The computer readable program instructions may also be loaded onto a computer, other programmable data processing apparatus, or other device to cause a series of operational steps to be performed on the computer, other programmable apparatus or other device to produce a computer implemented process, such that the instructions which execute on the computer, other programmable apparatus, or other device implement the functions/acts specified in the flowchart and/or block diagram block or blocks.
The flowchart and block diagrams in the Figures illustrate the architecture, functionality, and operation of possible implementations of systems, methods, and computer program products according to various embodiments of the present invention.

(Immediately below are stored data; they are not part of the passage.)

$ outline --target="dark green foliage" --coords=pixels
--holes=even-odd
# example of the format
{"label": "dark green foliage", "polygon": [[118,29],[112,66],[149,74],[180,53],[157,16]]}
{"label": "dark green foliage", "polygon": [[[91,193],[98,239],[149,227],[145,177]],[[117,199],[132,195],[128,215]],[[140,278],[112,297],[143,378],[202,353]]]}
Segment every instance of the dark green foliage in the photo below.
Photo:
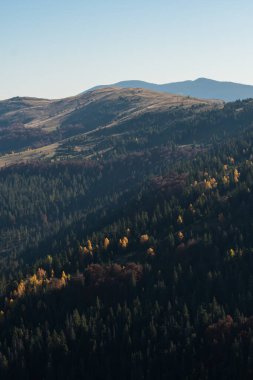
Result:
{"label": "dark green foliage", "polygon": [[[251,107],[203,118],[181,129],[212,125],[202,146],[148,123],[99,161],[0,172],[1,378],[252,378]],[[18,296],[38,268],[55,285]]]}

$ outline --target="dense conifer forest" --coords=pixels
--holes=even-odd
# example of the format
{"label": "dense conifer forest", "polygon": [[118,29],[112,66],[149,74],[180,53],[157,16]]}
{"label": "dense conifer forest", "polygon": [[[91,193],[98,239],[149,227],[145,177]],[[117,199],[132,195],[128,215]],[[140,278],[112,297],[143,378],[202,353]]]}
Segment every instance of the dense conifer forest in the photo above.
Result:
{"label": "dense conifer forest", "polygon": [[0,169],[1,379],[253,377],[253,102],[180,112]]}

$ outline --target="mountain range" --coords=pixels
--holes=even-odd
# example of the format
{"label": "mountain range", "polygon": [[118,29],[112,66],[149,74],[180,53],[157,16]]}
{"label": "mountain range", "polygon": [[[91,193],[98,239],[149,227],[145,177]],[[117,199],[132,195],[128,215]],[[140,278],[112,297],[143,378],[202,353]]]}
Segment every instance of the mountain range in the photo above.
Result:
{"label": "mountain range", "polygon": [[[139,80],[129,80],[108,85],[109,87],[144,88],[147,90],[192,96],[202,99],[220,99],[232,102],[239,99],[253,98],[253,86],[233,82],[220,82],[207,78],[187,80],[183,82],[155,84]],[[97,88],[108,87],[107,85],[96,86]],[[89,91],[89,90],[88,90]]]}

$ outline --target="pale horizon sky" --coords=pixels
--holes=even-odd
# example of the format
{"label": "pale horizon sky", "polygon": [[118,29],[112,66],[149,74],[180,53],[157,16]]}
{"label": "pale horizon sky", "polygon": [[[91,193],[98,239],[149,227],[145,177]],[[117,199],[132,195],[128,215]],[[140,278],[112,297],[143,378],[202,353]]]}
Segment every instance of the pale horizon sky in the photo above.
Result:
{"label": "pale horizon sky", "polygon": [[250,0],[0,0],[0,99],[122,80],[253,85]]}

In this regard, each block in the flowchart or block diagrams may represent a module, segment, or portion of instructions, which comprises one or more executable instructions for implementing the specified logical function(s). In some alternative implementations, the functions noted in the blocks may occur out of the order noted in the Figures. For example, two blocks shown in succession may, in fact, be executed substantially concurrently, or the blocks may sometimes be executed in the reverse order, depending upon the functionality involved. It will also be noted that each block of the block diagrams and/or flowchart illustration, and combinations of blocks in the block diagrams and/or flowchart illustration, can be implemented by special purpose hardware-based systems that perform the specified functions or acts or carry out combinations of special purpose hardware and computer instructions.